I’ve been editor of this rag for five years now – exactly a third of the age of InOut – to the day in fact. As it is no coincidence that Distortion is taking place this coming week. The very first Distortion was organised by Thomas Fleurquin, the French founder of InOut, to celebrate our second anniversary back in 2000. That’s quite a claim to fame, which nobody ever seems to know. A bit like how this country’s most famous street festival is actually the brainchild of a Frenchman.
So there I was with a dilemma. Either I could organise a party to celebrate my five years and revel in the embarrassment of the insincere congratulations (“Wow, five, that is a long time, I’ve got older verucas”) and bribe somebody illustrious to gush all over my achievement on the podium, or I could bite the bullet and put the publication first.
And so it came to pass that contributors past and present were given their first opportunity since a summer gathering in 2009 to meet and network, as long as they didn’t hatch an idea to set up a rival publication that respects its freelancers.
Last Thursday, 40 of my mob congregated for a barbecue, knees-up and a raffle, which in the end funded the whole thing, so I’d like to take this opportunity to thank my sponsors: Distortion, The Irish Rover, The Red Lion, Charlie Scott’s, That Theatre Company, Why Not Theatre Company, the Copenhagen Theatre Circle, Rear View Theatre, Kennedys Bar and their comedy night, and the Hard Rock Café.
After the excitement and heat of the bank holiday weekend – or at least the 40 minutes I spent watching the carnival’s dancing queens in action – you’d think this city would want to take it easy. Or it would if it didn’t live every day of sunshine like it’s the last of the year.

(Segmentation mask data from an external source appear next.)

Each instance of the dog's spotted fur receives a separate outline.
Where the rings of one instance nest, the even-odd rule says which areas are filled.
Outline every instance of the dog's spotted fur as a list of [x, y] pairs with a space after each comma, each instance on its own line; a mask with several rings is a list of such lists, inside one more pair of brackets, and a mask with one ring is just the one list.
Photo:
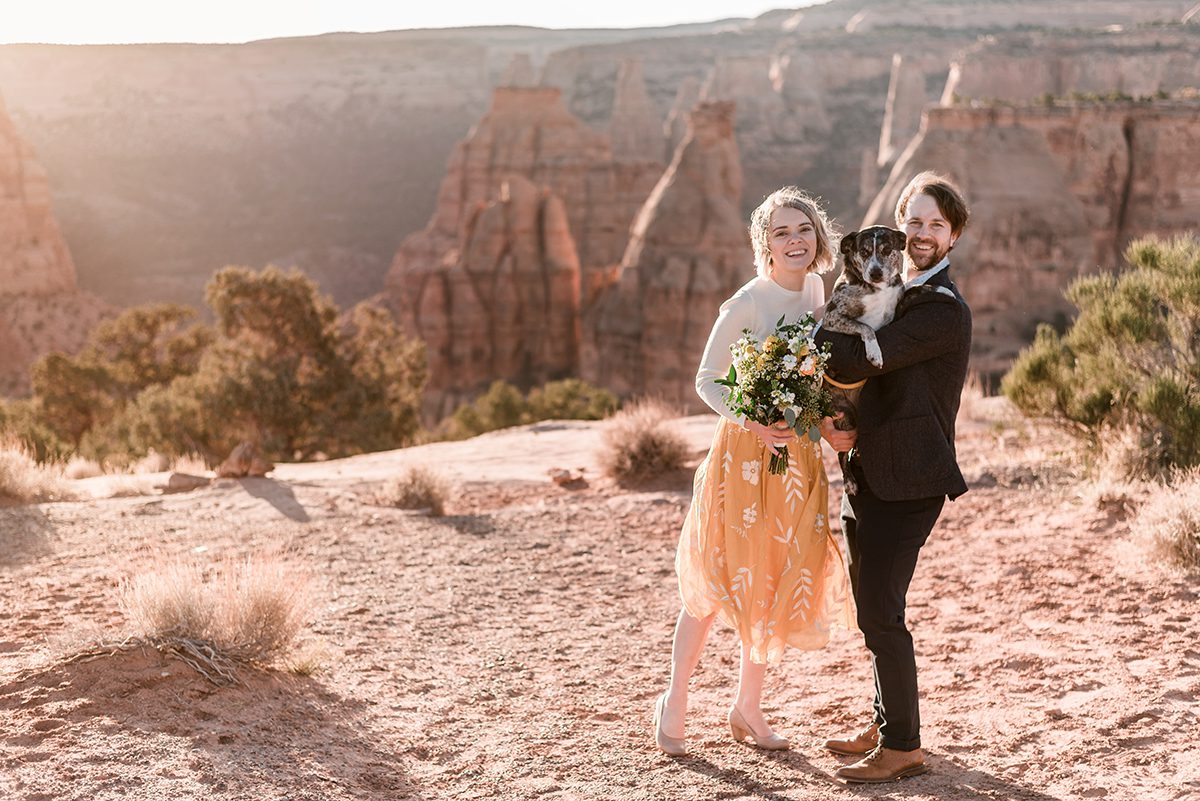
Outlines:
[[[833, 285], [825, 306], [822, 327], [862, 338], [867, 361], [883, 366], [883, 354], [875, 330], [896, 316], [896, 306], [904, 295], [903, 231], [873, 225], [842, 237], [842, 274]], [[834, 406], [842, 413], [836, 423], [843, 431], [858, 427], [858, 396], [862, 383], [851, 387], [830, 384]], [[847, 467], [849, 454], [838, 454], [846, 492], [855, 495], [857, 482]]]

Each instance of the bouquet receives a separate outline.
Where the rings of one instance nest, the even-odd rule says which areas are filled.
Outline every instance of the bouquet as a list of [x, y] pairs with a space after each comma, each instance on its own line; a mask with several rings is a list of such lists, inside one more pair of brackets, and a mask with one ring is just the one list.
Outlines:
[[[816, 325], [811, 313], [788, 325], [780, 317], [762, 342], [750, 329], [742, 330], [742, 338], [729, 346], [729, 375], [717, 380], [729, 388], [734, 414], [765, 426], [786, 420], [797, 436], [821, 438], [821, 418], [832, 414], [833, 406], [823, 380], [829, 351], [813, 342]], [[773, 451], [770, 472], [783, 475], [787, 468], [787, 448]]]

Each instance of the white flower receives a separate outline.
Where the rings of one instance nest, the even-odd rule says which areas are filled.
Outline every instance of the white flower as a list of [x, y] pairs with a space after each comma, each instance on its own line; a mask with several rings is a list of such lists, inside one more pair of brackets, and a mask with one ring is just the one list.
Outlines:
[[742, 479], [758, 486], [758, 471], [762, 465], [758, 462], [742, 462]]
[[804, 362], [800, 365], [800, 370], [802, 372], [807, 373], [807, 372], [811, 371], [813, 368], [815, 368], [816, 366], [817, 366], [816, 358], [813, 357], [812, 355], [809, 355], [809, 356], [804, 357]]
[[747, 526], [753, 525], [758, 520], [758, 509], [754, 506], [747, 506], [742, 510], [742, 522]]
[[795, 370], [798, 363], [796, 357], [790, 353], [783, 357], [783, 366], [788, 370]]

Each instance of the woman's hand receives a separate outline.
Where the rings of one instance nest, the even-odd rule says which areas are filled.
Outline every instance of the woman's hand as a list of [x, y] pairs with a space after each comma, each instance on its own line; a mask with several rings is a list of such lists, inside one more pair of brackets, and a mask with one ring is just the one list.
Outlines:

Make that day Saturday by getting your best racing clobber on (hats for the ladies of course) and joining the Irish for an afternoon trackside at Klampenborg Galopbane (free entry if you enter the Irish Rover quiz on 23 May). And then head off to Frederiksberg for w00t, an urban and board games festival that is mostly in English, and round it off at the Beer Festival (or see our special Beer Festival section).
That’s quite a day, and for a change its success rating will probably depend on how lucky you are at the beginning, not the end.